The Darul Uloom Deoband India administrator appealed to the public to get their children vaccinated against polio by giving them ‘free’ polio drops so that this menace could be eradicated for once and all.


The booklet also contains fatwas from Ulema representing Islamic Ideology Council, and various Ulema associated with prominent seminaries in Sindh, Punjab, Balochistan and Khyber Pakhtunkhwa.


A joint fatwa from several senior Ulema from South Waziristan has also been included in the booklet asking their followers to get their children vaccinated against polio as there was nothing wrong with the polio vaccine drops as per Islamic injunctions.

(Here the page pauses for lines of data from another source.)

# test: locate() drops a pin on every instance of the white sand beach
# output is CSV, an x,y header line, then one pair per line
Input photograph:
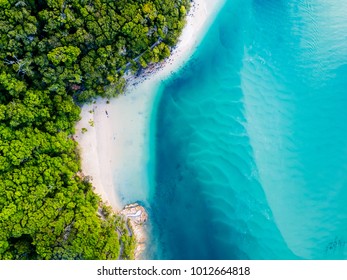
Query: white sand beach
x,y
115,148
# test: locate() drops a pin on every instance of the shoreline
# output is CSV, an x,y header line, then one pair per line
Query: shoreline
x,y
115,149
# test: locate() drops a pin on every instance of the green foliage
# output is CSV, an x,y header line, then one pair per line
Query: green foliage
x,y
52,54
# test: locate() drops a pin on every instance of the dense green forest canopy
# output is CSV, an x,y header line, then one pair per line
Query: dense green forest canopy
x,y
54,53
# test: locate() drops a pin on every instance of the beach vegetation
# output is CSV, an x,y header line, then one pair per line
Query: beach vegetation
x,y
55,55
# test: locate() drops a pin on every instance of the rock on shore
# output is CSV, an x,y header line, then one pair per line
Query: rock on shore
x,y
137,216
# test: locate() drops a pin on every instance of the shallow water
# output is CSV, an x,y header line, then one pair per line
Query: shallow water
x,y
249,138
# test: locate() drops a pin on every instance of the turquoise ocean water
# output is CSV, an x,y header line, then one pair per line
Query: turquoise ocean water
x,y
250,138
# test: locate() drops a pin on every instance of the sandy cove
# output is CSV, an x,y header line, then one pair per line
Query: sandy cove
x,y
115,148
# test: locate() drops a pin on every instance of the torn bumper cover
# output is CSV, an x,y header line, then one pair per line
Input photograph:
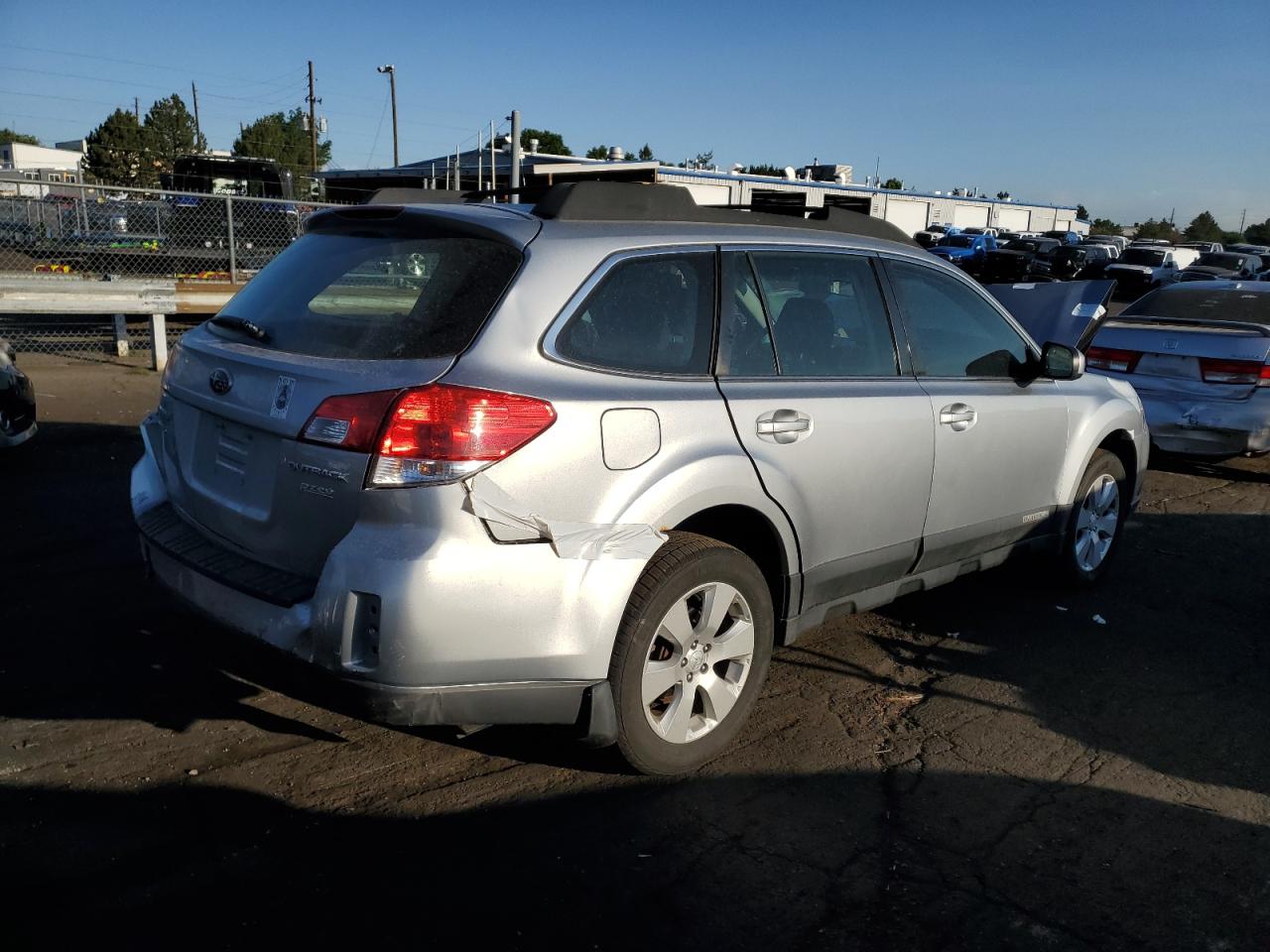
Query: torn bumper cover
x,y
570,539
1207,428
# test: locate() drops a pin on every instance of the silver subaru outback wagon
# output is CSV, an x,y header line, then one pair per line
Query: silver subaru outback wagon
x,y
589,462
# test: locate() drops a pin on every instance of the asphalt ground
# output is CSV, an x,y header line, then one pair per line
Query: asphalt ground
x,y
1001,763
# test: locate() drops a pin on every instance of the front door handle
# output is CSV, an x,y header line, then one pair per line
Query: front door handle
x,y
783,425
959,416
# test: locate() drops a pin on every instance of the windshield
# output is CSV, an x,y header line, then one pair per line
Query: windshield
x,y
1206,303
376,296
1215,259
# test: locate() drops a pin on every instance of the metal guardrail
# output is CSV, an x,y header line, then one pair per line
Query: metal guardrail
x,y
80,317
94,231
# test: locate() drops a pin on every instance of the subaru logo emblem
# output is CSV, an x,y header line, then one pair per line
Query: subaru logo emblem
x,y
221,382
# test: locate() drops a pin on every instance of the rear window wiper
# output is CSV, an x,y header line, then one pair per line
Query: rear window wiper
x,y
250,327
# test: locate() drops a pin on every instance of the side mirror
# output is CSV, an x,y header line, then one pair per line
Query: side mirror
x,y
1061,362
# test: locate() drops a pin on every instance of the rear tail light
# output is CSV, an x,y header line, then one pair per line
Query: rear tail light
x,y
1106,358
1214,371
429,434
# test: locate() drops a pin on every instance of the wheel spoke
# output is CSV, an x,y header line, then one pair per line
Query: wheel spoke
x,y
677,626
720,697
677,717
719,599
659,676
737,643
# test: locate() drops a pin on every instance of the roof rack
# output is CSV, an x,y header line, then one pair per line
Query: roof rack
x,y
633,200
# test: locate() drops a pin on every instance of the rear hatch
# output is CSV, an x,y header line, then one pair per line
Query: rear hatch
x,y
371,299
1206,343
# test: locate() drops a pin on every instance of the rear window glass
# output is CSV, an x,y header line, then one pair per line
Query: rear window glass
x,y
375,296
648,313
1206,303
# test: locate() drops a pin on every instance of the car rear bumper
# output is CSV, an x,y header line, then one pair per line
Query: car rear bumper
x,y
1207,428
426,624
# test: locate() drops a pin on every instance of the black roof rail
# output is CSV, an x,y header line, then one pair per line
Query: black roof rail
x,y
633,200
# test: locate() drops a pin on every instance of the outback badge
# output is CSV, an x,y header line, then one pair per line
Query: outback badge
x,y
221,381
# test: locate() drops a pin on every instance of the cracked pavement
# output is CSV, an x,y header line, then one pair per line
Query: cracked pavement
x,y
979,767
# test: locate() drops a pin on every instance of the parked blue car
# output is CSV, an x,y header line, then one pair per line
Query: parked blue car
x,y
965,252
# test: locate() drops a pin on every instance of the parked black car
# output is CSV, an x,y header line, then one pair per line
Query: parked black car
x,y
1222,266
1023,259
1079,263
17,400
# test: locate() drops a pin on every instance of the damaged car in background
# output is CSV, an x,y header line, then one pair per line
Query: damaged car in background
x,y
608,452
1198,353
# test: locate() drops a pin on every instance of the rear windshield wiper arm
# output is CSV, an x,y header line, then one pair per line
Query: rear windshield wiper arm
x,y
249,327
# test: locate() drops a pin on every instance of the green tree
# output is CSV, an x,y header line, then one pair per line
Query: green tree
x,y
1203,227
169,132
284,139
8,135
1257,234
1164,229
550,143
114,151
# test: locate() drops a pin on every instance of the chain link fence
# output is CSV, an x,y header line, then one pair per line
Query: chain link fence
x,y
93,232
86,336
98,232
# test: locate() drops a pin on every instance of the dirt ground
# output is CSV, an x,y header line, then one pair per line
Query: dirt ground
x,y
996,765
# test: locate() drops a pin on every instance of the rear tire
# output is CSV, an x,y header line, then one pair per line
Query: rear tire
x,y
691,654
1096,521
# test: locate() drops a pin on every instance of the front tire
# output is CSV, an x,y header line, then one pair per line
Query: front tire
x,y
1096,522
691,654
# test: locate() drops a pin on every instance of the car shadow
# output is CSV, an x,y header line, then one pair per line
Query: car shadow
x,y
843,860
1165,662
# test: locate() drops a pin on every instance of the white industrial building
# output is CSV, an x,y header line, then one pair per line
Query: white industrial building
x,y
813,186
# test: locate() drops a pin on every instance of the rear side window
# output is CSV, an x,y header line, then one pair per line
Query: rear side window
x,y
826,315
376,296
651,315
952,330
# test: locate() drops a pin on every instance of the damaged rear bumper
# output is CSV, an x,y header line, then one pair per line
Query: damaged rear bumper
x,y
1207,428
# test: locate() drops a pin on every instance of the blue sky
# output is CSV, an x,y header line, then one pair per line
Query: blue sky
x,y
1132,108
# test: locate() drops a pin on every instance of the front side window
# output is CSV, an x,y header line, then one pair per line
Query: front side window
x,y
824,312
952,330
651,313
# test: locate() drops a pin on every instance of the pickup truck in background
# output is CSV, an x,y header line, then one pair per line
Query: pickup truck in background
x,y
966,252
1143,268
1023,259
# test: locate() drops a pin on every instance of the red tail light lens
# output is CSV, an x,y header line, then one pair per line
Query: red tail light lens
x,y
348,421
1106,358
1214,371
429,434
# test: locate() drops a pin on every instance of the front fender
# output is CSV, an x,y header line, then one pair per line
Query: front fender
x,y
1097,408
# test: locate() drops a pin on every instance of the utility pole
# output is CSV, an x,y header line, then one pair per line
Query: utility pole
x,y
313,121
198,130
391,71
516,155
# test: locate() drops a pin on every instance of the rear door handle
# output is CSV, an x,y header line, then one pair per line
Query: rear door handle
x,y
959,416
783,425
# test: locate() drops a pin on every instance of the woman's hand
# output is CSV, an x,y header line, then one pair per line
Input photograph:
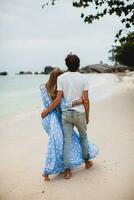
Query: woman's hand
x,y
44,113
77,102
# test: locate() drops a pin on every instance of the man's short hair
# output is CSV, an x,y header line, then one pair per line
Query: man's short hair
x,y
72,62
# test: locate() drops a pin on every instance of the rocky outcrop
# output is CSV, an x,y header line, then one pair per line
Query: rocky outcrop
x,y
23,72
3,73
48,69
98,68
121,68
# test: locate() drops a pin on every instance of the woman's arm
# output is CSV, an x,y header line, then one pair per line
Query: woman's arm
x,y
66,105
53,105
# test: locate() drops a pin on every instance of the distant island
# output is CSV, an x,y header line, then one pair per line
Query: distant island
x,y
95,68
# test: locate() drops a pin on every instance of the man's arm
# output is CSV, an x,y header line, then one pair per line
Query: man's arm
x,y
86,104
53,105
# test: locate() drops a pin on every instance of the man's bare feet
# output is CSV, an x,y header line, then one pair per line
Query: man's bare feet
x,y
68,174
46,177
88,164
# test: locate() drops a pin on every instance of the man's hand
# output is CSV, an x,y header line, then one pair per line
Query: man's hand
x,y
87,119
44,113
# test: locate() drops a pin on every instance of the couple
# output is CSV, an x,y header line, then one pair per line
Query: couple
x,y
66,105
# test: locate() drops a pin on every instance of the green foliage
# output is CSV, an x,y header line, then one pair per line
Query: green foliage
x,y
124,9
124,52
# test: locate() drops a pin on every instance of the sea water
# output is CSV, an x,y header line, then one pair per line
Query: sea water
x,y
21,92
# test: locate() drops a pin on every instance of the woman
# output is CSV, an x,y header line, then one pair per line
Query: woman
x,y
53,126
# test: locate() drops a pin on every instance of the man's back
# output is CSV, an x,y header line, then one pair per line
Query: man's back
x,y
73,84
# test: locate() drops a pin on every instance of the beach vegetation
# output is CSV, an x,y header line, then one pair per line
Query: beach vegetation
x,y
123,53
124,9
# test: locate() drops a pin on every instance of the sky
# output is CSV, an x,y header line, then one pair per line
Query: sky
x,y
32,37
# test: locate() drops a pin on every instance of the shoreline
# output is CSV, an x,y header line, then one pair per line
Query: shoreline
x,y
23,145
106,92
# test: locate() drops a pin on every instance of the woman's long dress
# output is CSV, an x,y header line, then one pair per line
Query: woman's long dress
x,y
53,126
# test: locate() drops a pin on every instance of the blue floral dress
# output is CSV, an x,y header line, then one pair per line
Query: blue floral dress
x,y
53,126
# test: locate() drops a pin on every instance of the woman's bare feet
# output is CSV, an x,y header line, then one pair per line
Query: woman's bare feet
x,y
46,177
88,164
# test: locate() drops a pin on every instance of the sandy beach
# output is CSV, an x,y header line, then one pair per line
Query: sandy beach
x,y
23,143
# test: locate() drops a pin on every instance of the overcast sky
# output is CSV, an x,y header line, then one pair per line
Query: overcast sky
x,y
34,37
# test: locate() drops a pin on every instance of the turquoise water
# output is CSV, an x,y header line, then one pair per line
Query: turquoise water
x,y
18,93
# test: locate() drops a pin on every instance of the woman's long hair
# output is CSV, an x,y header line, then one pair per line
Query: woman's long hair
x,y
51,84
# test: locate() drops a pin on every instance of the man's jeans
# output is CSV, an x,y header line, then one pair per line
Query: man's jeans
x,y
71,118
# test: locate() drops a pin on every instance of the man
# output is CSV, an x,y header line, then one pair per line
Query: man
x,y
73,85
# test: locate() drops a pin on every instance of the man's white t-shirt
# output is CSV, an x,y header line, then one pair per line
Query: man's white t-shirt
x,y
73,84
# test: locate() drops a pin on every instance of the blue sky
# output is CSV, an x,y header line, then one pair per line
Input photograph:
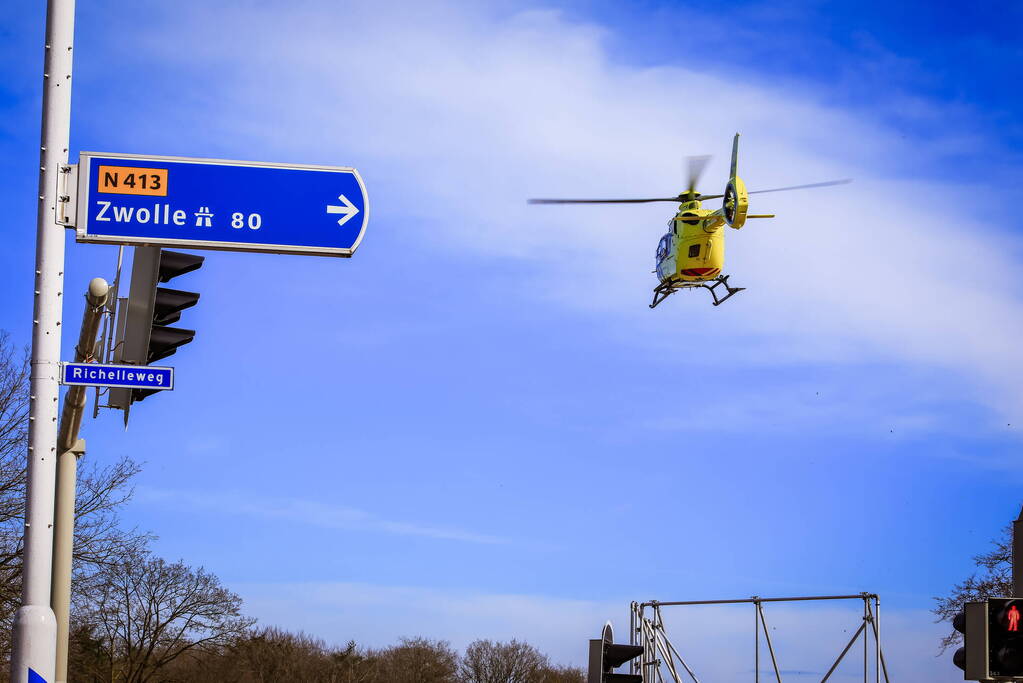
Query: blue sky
x,y
475,427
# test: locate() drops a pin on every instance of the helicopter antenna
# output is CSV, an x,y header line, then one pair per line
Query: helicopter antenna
x,y
735,156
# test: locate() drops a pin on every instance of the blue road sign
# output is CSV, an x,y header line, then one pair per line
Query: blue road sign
x,y
220,205
130,376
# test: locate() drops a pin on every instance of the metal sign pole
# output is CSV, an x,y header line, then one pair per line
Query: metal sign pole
x,y
33,657
1018,555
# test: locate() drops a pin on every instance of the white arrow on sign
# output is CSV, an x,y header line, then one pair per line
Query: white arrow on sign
x,y
347,212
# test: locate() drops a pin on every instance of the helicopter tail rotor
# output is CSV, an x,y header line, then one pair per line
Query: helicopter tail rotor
x,y
737,199
696,165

The fatwas included in the Unicef’s booklet are given from the Ulema of various sects, including those belonging to Sunni Deobandi and Barelvi sects, Ulema of Ahle-Hadith school of thought and those belonging to Fiq-e-Jafferia.


Officials in the Unicef Pakistan said there was a need for convincing people that Islam did not prohibit polio vaccination.


“This book would be provided to polio vaccinators during campaigns so that people who refuse drops for their children on religious grounds could be educated,” a Unicef official said.


On the other hand, officials in Polio Eradication Initiative Pakistan said Unicef’s role in Pakistan was getting limited to advocacy following attacks on its staff as its main role of social mobilisation was being reduced under new emergency guidelines.


“Unicef’s roles are social mobilisation and procurement of vaccine in Pakistan. Recently, they have signed a 226 million yen agreement with Japan International Cooperation Agency for procurement of oral polio vaccine for Pakistan,” an official informed.